Astronomy => Dark matter.
Vera Rubin was an American astronomer who pioneered work on galaxy rotation rates and produced the first widely accepted evidence for the existence of dark matter.
She was born in 1928 in Pennsylvania, USA. Her family moved to Washington DC in 1938. Rubin attempted to enroll in the astronomy program at Princeton, but was barred due to her gender.
Later she started working at the Carnegie Institution where Rubin began work related to her controversial thesis regarding galaxy clusters in tandem with Kent Ford, making hundreds of observations using Ford’s image-tube spectrograph. This image intensifier allowed resolving the spectra of astronomical objects that were previously too dim for spectral analysis. A decade of observations coalesced in the shared discovery of the Rubin-Ford effect, with publication first appearing in 1976.

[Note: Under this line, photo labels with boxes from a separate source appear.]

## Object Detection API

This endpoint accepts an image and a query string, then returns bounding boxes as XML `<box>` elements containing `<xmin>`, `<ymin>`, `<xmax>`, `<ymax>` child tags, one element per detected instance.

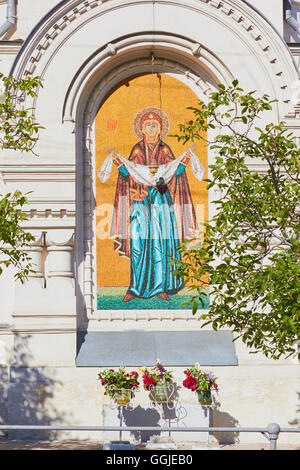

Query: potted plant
<box><xmin>182</xmin><ymin>363</ymin><xmax>218</xmax><ymax>405</ymax></box>
<box><xmin>98</xmin><ymin>367</ymin><xmax>139</xmax><ymax>405</ymax></box>
<box><xmin>142</xmin><ymin>359</ymin><xmax>173</xmax><ymax>403</ymax></box>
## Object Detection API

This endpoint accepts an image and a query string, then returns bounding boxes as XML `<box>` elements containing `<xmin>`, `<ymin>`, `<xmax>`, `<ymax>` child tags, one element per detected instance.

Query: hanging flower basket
<box><xmin>142</xmin><ymin>359</ymin><xmax>173</xmax><ymax>403</ymax></box>
<box><xmin>149</xmin><ymin>382</ymin><xmax>170</xmax><ymax>403</ymax></box>
<box><xmin>182</xmin><ymin>363</ymin><xmax>218</xmax><ymax>406</ymax></box>
<box><xmin>98</xmin><ymin>367</ymin><xmax>139</xmax><ymax>406</ymax></box>
<box><xmin>114</xmin><ymin>388</ymin><xmax>132</xmax><ymax>406</ymax></box>
<box><xmin>197</xmin><ymin>390</ymin><xmax>212</xmax><ymax>406</ymax></box>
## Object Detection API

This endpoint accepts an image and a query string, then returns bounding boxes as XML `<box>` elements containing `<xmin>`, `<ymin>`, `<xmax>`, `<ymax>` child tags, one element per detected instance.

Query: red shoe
<box><xmin>157</xmin><ymin>292</ymin><xmax>170</xmax><ymax>300</ymax></box>
<box><xmin>124</xmin><ymin>294</ymin><xmax>134</xmax><ymax>302</ymax></box>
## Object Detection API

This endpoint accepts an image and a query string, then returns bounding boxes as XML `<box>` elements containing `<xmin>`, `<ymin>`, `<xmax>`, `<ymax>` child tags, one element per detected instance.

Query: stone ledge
<box><xmin>76</xmin><ymin>330</ymin><xmax>238</xmax><ymax>367</ymax></box>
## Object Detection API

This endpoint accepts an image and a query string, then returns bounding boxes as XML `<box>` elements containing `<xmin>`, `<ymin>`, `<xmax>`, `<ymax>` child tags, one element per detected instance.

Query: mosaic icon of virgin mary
<box><xmin>98</xmin><ymin>107</ymin><xmax>204</xmax><ymax>302</ymax></box>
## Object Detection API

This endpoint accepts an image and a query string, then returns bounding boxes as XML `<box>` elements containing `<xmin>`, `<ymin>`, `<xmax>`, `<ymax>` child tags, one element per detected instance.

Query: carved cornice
<box><xmin>12</xmin><ymin>0</ymin><xmax>298</xmax><ymax>101</ymax></box>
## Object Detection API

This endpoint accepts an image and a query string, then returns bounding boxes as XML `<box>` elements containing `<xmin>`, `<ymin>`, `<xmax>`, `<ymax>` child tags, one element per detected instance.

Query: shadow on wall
<box><xmin>289</xmin><ymin>392</ymin><xmax>300</xmax><ymax>426</ymax></box>
<box><xmin>0</xmin><ymin>335</ymin><xmax>67</xmax><ymax>440</ymax></box>
<box><xmin>213</xmin><ymin>399</ymin><xmax>240</xmax><ymax>444</ymax></box>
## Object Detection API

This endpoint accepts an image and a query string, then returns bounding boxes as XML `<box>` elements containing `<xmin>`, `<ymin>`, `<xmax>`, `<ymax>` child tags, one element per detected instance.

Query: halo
<box><xmin>133</xmin><ymin>106</ymin><xmax>170</xmax><ymax>140</ymax></box>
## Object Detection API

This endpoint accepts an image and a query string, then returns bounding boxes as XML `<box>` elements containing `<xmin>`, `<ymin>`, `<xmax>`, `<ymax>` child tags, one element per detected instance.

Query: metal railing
<box><xmin>0</xmin><ymin>423</ymin><xmax>300</xmax><ymax>450</ymax></box>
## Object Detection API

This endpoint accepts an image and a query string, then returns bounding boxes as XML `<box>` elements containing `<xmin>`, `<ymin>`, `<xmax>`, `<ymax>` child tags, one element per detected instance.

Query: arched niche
<box><xmin>11</xmin><ymin>0</ymin><xmax>298</xmax><ymax>323</ymax></box>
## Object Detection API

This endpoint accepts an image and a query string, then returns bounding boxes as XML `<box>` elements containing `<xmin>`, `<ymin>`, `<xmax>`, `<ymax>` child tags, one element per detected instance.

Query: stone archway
<box><xmin>11</xmin><ymin>0</ymin><xmax>298</xmax><ymax>323</ymax></box>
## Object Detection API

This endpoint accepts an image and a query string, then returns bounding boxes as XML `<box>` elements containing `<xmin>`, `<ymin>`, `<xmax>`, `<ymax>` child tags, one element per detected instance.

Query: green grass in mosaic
<box><xmin>97</xmin><ymin>287</ymin><xmax>209</xmax><ymax>310</ymax></box>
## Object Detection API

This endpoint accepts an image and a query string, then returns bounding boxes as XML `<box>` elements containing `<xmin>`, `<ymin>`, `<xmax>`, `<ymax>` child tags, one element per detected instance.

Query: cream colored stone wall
<box><xmin>0</xmin><ymin>0</ymin><xmax>300</xmax><ymax>443</ymax></box>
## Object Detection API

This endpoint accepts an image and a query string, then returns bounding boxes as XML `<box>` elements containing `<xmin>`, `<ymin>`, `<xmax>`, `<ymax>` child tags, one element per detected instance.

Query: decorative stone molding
<box><xmin>13</xmin><ymin>0</ymin><xmax>297</xmax><ymax>102</ymax></box>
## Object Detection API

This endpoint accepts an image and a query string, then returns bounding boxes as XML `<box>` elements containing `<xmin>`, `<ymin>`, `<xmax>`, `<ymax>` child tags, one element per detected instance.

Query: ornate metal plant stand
<box><xmin>103</xmin><ymin>388</ymin><xmax>135</xmax><ymax>450</ymax></box>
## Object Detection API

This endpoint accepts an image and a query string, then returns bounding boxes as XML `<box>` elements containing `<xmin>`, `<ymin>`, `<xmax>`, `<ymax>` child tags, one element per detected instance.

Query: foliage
<box><xmin>173</xmin><ymin>80</ymin><xmax>300</xmax><ymax>359</ymax></box>
<box><xmin>182</xmin><ymin>363</ymin><xmax>218</xmax><ymax>392</ymax></box>
<box><xmin>98</xmin><ymin>367</ymin><xmax>139</xmax><ymax>398</ymax></box>
<box><xmin>142</xmin><ymin>359</ymin><xmax>173</xmax><ymax>390</ymax></box>
<box><xmin>0</xmin><ymin>73</ymin><xmax>43</xmax><ymax>282</ymax></box>
<box><xmin>0</xmin><ymin>191</ymin><xmax>35</xmax><ymax>282</ymax></box>
<box><xmin>0</xmin><ymin>73</ymin><xmax>43</xmax><ymax>152</ymax></box>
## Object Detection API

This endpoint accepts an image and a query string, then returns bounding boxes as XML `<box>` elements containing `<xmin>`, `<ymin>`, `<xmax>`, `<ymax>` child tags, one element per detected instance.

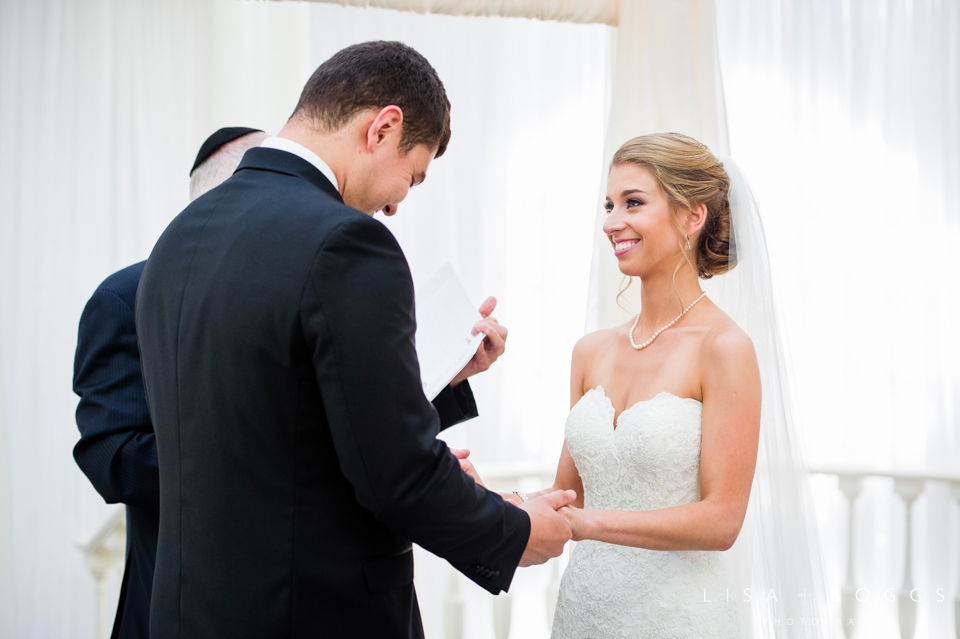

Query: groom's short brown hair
<box><xmin>291</xmin><ymin>41</ymin><xmax>450</xmax><ymax>157</ymax></box>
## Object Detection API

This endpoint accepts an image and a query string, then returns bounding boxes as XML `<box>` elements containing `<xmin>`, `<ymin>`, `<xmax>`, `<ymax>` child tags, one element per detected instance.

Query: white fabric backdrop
<box><xmin>0</xmin><ymin>0</ymin><xmax>609</xmax><ymax>639</ymax></box>
<box><xmin>0</xmin><ymin>0</ymin><xmax>960</xmax><ymax>638</ymax></box>
<box><xmin>717</xmin><ymin>0</ymin><xmax>960</xmax><ymax>639</ymax></box>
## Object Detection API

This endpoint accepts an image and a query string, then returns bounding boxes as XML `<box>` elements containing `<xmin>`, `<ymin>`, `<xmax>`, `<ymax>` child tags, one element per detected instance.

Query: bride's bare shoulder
<box><xmin>703</xmin><ymin>307</ymin><xmax>756</xmax><ymax>362</ymax></box>
<box><xmin>573</xmin><ymin>327</ymin><xmax>621</xmax><ymax>360</ymax></box>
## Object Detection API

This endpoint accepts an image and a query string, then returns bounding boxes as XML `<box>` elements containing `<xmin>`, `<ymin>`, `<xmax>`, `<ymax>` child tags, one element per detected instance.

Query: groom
<box><xmin>136</xmin><ymin>42</ymin><xmax>574</xmax><ymax>639</ymax></box>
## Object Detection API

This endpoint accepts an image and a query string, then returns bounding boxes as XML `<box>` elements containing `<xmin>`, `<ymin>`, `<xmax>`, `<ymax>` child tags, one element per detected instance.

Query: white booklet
<box><xmin>416</xmin><ymin>264</ymin><xmax>484</xmax><ymax>401</ymax></box>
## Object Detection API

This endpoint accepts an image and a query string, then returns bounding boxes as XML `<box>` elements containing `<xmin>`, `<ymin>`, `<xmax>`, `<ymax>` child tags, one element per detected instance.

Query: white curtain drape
<box><xmin>0</xmin><ymin>0</ymin><xmax>610</xmax><ymax>639</ymax></box>
<box><xmin>586</xmin><ymin>0</ymin><xmax>727</xmax><ymax>331</ymax></box>
<box><xmin>717</xmin><ymin>0</ymin><xmax>960</xmax><ymax>639</ymax></box>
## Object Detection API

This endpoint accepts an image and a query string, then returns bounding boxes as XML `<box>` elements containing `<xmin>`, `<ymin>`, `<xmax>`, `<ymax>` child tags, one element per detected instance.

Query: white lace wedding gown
<box><xmin>552</xmin><ymin>386</ymin><xmax>741</xmax><ymax>639</ymax></box>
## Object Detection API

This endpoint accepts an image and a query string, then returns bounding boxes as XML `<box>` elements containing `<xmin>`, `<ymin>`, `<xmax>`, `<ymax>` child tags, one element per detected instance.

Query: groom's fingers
<box><xmin>540</xmin><ymin>490</ymin><xmax>577</xmax><ymax>510</ymax></box>
<box><xmin>478</xmin><ymin>297</ymin><xmax>497</xmax><ymax>317</ymax></box>
<box><xmin>483</xmin><ymin>326</ymin><xmax>507</xmax><ymax>359</ymax></box>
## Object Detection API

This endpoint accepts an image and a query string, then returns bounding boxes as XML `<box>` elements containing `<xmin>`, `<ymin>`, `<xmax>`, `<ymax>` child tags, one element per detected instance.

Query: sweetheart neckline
<box><xmin>577</xmin><ymin>384</ymin><xmax>703</xmax><ymax>431</ymax></box>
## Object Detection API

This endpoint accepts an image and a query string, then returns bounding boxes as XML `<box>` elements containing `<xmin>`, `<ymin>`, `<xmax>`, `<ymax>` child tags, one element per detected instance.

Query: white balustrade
<box><xmin>76</xmin><ymin>506</ymin><xmax>127</xmax><ymax>639</ymax></box>
<box><xmin>77</xmin><ymin>463</ymin><xmax>960</xmax><ymax>639</ymax></box>
<box><xmin>808</xmin><ymin>468</ymin><xmax>960</xmax><ymax>639</ymax></box>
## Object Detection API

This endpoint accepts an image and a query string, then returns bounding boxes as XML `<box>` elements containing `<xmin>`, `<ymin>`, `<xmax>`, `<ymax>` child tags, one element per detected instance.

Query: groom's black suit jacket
<box><xmin>73</xmin><ymin>262</ymin><xmax>477</xmax><ymax>639</ymax></box>
<box><xmin>136</xmin><ymin>148</ymin><xmax>530</xmax><ymax>639</ymax></box>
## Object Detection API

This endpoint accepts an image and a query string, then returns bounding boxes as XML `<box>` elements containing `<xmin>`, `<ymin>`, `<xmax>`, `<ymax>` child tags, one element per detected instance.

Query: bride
<box><xmin>462</xmin><ymin>133</ymin><xmax>830</xmax><ymax>639</ymax></box>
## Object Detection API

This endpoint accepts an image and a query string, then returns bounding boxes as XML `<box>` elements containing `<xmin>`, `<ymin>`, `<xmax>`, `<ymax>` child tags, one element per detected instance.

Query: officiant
<box><xmin>73</xmin><ymin>127</ymin><xmax>507</xmax><ymax>639</ymax></box>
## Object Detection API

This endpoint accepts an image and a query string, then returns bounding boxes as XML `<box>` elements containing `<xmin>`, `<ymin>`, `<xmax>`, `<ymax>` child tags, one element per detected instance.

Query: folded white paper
<box><xmin>416</xmin><ymin>264</ymin><xmax>484</xmax><ymax>401</ymax></box>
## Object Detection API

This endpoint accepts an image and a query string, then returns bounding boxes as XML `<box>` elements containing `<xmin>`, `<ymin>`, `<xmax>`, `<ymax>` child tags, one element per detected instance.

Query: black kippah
<box><xmin>190</xmin><ymin>126</ymin><xmax>263</xmax><ymax>175</ymax></box>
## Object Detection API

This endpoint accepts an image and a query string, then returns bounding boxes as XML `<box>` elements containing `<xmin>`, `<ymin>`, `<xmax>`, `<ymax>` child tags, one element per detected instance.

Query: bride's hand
<box><xmin>557</xmin><ymin>506</ymin><xmax>589</xmax><ymax>541</ymax></box>
<box><xmin>450</xmin><ymin>448</ymin><xmax>487</xmax><ymax>488</ymax></box>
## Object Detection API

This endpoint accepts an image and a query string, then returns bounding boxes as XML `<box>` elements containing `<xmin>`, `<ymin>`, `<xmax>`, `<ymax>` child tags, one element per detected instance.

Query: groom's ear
<box><xmin>366</xmin><ymin>105</ymin><xmax>403</xmax><ymax>153</ymax></box>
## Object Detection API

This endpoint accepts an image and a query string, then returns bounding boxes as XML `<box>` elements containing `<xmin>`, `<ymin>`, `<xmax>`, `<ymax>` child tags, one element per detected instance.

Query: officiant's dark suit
<box><xmin>137</xmin><ymin>149</ymin><xmax>529</xmax><ymax>638</ymax></box>
<box><xmin>136</xmin><ymin>43</ymin><xmax>536</xmax><ymax>639</ymax></box>
<box><xmin>73</xmin><ymin>127</ymin><xmax>477</xmax><ymax>639</ymax></box>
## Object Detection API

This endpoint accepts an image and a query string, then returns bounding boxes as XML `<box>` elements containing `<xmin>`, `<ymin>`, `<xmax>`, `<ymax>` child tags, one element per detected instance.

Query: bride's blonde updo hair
<box><xmin>610</xmin><ymin>133</ymin><xmax>737</xmax><ymax>280</ymax></box>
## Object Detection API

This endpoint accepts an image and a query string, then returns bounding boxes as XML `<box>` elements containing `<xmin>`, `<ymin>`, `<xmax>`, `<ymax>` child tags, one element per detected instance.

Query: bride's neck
<box><xmin>637</xmin><ymin>265</ymin><xmax>703</xmax><ymax>335</ymax></box>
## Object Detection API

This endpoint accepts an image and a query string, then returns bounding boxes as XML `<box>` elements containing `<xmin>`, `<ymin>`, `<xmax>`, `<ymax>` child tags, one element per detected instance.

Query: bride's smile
<box><xmin>603</xmin><ymin>164</ymin><xmax>695</xmax><ymax>278</ymax></box>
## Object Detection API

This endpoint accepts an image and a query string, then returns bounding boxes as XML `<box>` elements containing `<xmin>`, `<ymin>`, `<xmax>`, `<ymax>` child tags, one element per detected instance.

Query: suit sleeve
<box><xmin>73</xmin><ymin>290</ymin><xmax>160</xmax><ymax>510</ymax></box>
<box><xmin>433</xmin><ymin>380</ymin><xmax>479</xmax><ymax>430</ymax></box>
<box><xmin>301</xmin><ymin>216</ymin><xmax>530</xmax><ymax>593</ymax></box>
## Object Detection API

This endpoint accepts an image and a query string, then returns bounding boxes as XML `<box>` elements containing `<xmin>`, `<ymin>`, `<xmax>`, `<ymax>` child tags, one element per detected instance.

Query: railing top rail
<box><xmin>807</xmin><ymin>466</ymin><xmax>960</xmax><ymax>484</ymax></box>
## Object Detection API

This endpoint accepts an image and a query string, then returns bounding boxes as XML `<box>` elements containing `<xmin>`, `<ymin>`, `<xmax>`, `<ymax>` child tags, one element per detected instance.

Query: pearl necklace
<box><xmin>630</xmin><ymin>293</ymin><xmax>707</xmax><ymax>351</ymax></box>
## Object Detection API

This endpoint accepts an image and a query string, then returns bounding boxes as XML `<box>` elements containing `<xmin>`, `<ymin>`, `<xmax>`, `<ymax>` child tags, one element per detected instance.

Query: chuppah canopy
<box><xmin>266</xmin><ymin>0</ymin><xmax>728</xmax><ymax>331</ymax></box>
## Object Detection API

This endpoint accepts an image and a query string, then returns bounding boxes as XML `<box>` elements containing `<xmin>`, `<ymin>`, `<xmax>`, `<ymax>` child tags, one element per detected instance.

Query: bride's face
<box><xmin>603</xmin><ymin>164</ymin><xmax>683</xmax><ymax>277</ymax></box>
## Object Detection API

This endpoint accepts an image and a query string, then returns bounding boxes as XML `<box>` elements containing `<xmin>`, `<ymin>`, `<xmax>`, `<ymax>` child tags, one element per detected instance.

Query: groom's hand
<box><xmin>519</xmin><ymin>490</ymin><xmax>577</xmax><ymax>566</ymax></box>
<box><xmin>450</xmin><ymin>297</ymin><xmax>509</xmax><ymax>386</ymax></box>
<box><xmin>450</xmin><ymin>448</ymin><xmax>487</xmax><ymax>488</ymax></box>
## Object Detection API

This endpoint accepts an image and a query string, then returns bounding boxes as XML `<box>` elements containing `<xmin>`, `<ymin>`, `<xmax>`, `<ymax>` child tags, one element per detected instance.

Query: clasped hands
<box><xmin>450</xmin><ymin>448</ymin><xmax>586</xmax><ymax>567</ymax></box>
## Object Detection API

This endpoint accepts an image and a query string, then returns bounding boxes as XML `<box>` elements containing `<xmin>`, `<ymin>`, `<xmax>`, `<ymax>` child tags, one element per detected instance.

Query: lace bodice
<box><xmin>566</xmin><ymin>386</ymin><xmax>703</xmax><ymax>510</ymax></box>
<box><xmin>553</xmin><ymin>386</ymin><xmax>741</xmax><ymax>639</ymax></box>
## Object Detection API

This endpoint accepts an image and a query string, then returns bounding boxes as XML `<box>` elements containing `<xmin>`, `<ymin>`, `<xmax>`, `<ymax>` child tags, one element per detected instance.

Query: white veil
<box><xmin>703</xmin><ymin>158</ymin><xmax>836</xmax><ymax>639</ymax></box>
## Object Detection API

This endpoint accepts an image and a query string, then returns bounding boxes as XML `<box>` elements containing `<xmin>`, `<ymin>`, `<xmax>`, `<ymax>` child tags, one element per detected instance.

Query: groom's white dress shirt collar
<box><xmin>260</xmin><ymin>138</ymin><xmax>340</xmax><ymax>191</ymax></box>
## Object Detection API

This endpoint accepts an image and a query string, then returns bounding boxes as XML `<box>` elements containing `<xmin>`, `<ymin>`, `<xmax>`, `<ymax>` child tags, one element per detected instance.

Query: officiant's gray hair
<box><xmin>190</xmin><ymin>131</ymin><xmax>267</xmax><ymax>202</ymax></box>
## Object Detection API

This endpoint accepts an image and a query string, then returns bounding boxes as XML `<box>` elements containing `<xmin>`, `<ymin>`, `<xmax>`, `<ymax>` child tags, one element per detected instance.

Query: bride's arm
<box><xmin>566</xmin><ymin>328</ymin><xmax>760</xmax><ymax>550</ymax></box>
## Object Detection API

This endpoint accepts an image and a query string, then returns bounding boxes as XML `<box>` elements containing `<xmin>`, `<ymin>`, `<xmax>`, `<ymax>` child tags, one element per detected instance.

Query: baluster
<box><xmin>839</xmin><ymin>475</ymin><xmax>860</xmax><ymax>639</ymax></box>
<box><xmin>493</xmin><ymin>592</ymin><xmax>513</xmax><ymax>639</ymax></box>
<box><xmin>443</xmin><ymin>568</ymin><xmax>463</xmax><ymax>639</ymax></box>
<box><xmin>893</xmin><ymin>479</ymin><xmax>923</xmax><ymax>639</ymax></box>
<box><xmin>950</xmin><ymin>481</ymin><xmax>960</xmax><ymax>639</ymax></box>
<box><xmin>546</xmin><ymin>550</ymin><xmax>566</xmax><ymax>632</ymax></box>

She famously created a women’s restroom at the Palomar Observatory in 1965, the first time a woman was officially invited to observe there. Not having a women’s bathroom was the excuse for not admitting women, as was not uncommon in the US up till the late 1960ies. When she arrived, the bathroom door was labeled “MEN”. She took a pen and some tape, drew a figure of a woman wearing a skirt, and affixed it to the door, declaring, “There you go; now you have a ladies’ room”
When Rubin was elected to the National Academy of Sciences (NAS) in 1981, she became only the second woman astronomer in its ranks (after her colleague Margaret Burbidge). She said that despite her own election to the NAS, she continued to be dissatisfied with the low number of women who were elected each year, and she further said it was “the saddest part of her life”.
Vera Rubin died at age 88 in 2016.
In 2019, the Large Synoptic Survey Telescope in Chile, was renamed the Vera C. Rubin Observatory in recognition of Rubin’s contributions to the study of dark matter and her outspoken advocacy for the equal treatment and representation of women in science.